What the divergence indicates is a matter of heated debate. Opinions are all over the place, from the bullish (a sign of confidence that recession will be averted) to the more neutral (a return to pre-2008 market norms) to the favorite culprit of the so-called bond vigilantes (investors are losing confidence the US will ever rein in the constantly swelling national debt).
But one thing is clear: the bond market isn’t buying President Donald Trump’s idea that faster rate cuts will send bond yields sliding down and, in turn, slash the rates on mortgages, credit cards and other types of loans.
With Trump soon able to replace Chair Jerome Powell with his own nominee, on top of everything else is the risk of the Fed squandering its credibility by caving to political pressure to ease policy more aggressively — which could backfire by fanning already elevated inflation and pushing yields higher.
... The Fed started pulling its benchmark rate down from a more than two-decade high in September 2024 and has since cut it by 1.5 percentage points to a range of 3.75% to 4%. Traders see another quarter-point cut after the next meeting on Wednesday as virtually assured and are pricing in two more such moves next year, which would bring its rate to around 3%.
Yet, key Treasury yields — which serve as the main baseline for the borrowing costs paid by American consumers and corporations — haven’t come down at all. Ten-year yields (^TNX) have risen nearly half a percentage point to 4.1% since the Fed started easing policy and 30-year yields are up over 0.8 percentage point.
Read more here.
Bloomberg reports:
Silver (SI=F) wavered, after climbing more than 2% in the previous session, as inflows to exchange-traded funds backed by the metal had their strongest week since July. Gold edged up.

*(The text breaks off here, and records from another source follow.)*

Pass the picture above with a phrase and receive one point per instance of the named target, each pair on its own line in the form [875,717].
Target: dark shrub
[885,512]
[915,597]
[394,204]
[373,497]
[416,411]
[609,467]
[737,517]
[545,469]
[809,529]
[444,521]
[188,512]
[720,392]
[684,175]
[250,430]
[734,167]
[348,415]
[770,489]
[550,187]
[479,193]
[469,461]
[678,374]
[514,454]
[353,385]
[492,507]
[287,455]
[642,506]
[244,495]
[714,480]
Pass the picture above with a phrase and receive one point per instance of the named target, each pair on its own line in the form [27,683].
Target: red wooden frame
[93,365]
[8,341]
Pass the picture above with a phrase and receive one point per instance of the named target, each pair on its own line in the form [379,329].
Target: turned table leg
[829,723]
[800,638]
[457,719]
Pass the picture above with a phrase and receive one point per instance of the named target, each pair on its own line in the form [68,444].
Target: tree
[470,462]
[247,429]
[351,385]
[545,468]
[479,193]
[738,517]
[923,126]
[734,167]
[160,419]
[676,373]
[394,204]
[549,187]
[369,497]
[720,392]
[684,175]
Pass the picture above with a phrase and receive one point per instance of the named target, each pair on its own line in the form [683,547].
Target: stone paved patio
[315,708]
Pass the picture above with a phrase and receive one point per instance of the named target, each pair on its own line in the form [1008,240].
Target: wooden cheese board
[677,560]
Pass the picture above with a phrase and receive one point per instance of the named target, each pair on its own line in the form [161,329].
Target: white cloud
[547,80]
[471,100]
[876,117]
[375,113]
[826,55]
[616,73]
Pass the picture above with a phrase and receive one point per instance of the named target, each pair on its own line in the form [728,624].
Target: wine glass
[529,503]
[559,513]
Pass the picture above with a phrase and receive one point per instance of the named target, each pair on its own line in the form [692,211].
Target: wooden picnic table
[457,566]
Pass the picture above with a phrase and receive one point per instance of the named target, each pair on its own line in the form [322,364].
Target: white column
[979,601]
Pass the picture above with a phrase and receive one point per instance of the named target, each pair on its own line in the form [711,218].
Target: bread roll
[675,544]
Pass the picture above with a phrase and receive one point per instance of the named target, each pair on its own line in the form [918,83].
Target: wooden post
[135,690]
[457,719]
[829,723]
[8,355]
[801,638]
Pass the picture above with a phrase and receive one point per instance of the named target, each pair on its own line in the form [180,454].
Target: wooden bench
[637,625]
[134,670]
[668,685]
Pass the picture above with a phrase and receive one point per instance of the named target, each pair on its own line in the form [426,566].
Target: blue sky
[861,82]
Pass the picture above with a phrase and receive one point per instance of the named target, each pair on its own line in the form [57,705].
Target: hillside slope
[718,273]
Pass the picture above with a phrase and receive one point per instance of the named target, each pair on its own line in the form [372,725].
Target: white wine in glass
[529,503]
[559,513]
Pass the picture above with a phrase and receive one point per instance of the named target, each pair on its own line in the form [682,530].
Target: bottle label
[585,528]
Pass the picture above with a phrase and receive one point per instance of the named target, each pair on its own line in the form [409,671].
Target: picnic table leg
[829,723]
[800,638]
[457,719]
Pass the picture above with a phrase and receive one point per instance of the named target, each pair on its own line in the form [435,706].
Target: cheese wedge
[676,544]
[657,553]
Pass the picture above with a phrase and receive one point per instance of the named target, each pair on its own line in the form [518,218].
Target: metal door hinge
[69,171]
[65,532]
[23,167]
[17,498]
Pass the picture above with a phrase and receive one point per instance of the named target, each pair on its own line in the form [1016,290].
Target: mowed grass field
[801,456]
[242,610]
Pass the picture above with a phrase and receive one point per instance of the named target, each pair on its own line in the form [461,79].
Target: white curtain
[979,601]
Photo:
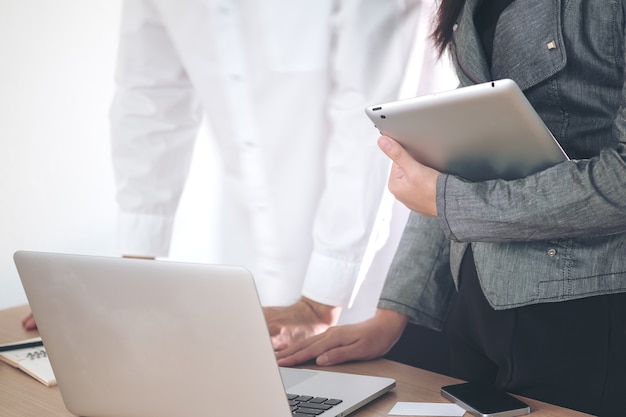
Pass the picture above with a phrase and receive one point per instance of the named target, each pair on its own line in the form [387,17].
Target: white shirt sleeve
[154,122]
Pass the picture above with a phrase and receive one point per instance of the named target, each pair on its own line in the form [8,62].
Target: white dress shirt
[282,85]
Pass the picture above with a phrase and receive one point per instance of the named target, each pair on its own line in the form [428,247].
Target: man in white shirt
[283,85]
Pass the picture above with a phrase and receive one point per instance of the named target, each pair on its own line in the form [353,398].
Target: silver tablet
[481,132]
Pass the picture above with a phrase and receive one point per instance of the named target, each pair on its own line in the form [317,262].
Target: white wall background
[56,82]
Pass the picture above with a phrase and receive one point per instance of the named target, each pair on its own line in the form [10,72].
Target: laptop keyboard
[307,406]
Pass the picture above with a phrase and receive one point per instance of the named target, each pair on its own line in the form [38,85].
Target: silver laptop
[479,132]
[131,338]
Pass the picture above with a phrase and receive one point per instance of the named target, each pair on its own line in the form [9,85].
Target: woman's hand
[365,340]
[413,184]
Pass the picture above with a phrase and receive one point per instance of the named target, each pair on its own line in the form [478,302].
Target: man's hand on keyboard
[299,321]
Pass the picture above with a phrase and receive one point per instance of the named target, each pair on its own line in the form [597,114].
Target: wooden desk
[21,395]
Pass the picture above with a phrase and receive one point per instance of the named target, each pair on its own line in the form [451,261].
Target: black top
[485,19]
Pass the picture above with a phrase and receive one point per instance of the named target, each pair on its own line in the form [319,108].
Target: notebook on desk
[130,337]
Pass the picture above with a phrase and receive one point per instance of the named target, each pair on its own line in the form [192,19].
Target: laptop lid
[129,337]
[480,132]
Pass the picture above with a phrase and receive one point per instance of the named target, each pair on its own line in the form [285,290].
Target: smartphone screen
[483,400]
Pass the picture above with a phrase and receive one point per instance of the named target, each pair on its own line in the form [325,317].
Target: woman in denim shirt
[526,277]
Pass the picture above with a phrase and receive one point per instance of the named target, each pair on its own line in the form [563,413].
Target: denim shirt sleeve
[572,199]
[419,283]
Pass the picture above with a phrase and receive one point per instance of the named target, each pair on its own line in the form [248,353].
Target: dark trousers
[570,353]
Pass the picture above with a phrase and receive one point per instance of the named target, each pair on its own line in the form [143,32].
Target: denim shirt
[556,235]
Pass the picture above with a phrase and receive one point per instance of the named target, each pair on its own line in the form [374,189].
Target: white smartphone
[483,400]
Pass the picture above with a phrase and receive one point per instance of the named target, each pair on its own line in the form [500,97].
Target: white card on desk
[426,409]
[32,359]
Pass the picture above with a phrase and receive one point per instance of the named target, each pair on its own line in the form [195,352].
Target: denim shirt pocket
[528,44]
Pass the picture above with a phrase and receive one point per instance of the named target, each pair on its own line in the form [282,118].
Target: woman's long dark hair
[447,14]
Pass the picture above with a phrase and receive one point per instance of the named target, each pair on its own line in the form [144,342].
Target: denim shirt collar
[541,55]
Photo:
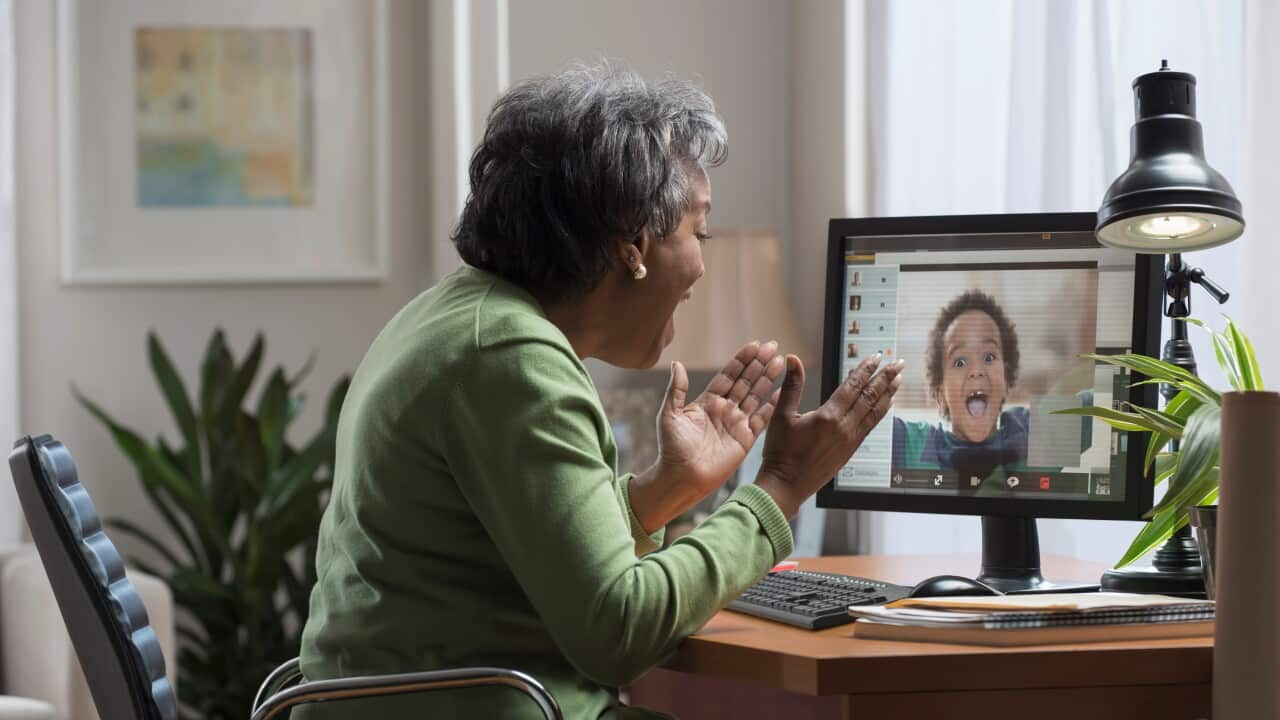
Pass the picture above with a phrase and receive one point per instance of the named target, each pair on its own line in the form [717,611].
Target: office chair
[109,628]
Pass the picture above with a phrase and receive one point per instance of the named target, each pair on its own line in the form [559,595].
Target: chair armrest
[405,683]
[36,652]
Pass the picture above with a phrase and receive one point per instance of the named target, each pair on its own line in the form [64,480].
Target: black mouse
[951,586]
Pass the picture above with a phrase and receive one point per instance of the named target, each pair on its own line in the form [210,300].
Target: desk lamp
[1169,201]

The white metal fell toward $58 an ounce on Monday, having earlier jumped to within a dollar of a record. Total holdings of silver-backed ETFs rose by nearly 590 tons last week, a strong bet by investors that the metal’s rally still has further to run despite concerns it’s overheated.
Silver’s recent surge – it peaked at $59.3336 on Friday – has been supported by increased expectations that the Federal Reserve will lower interest rates this week, a tailwind for non-yielding precious metals. The market is also still dealing with the aftershocks of a historic short squeeze in London.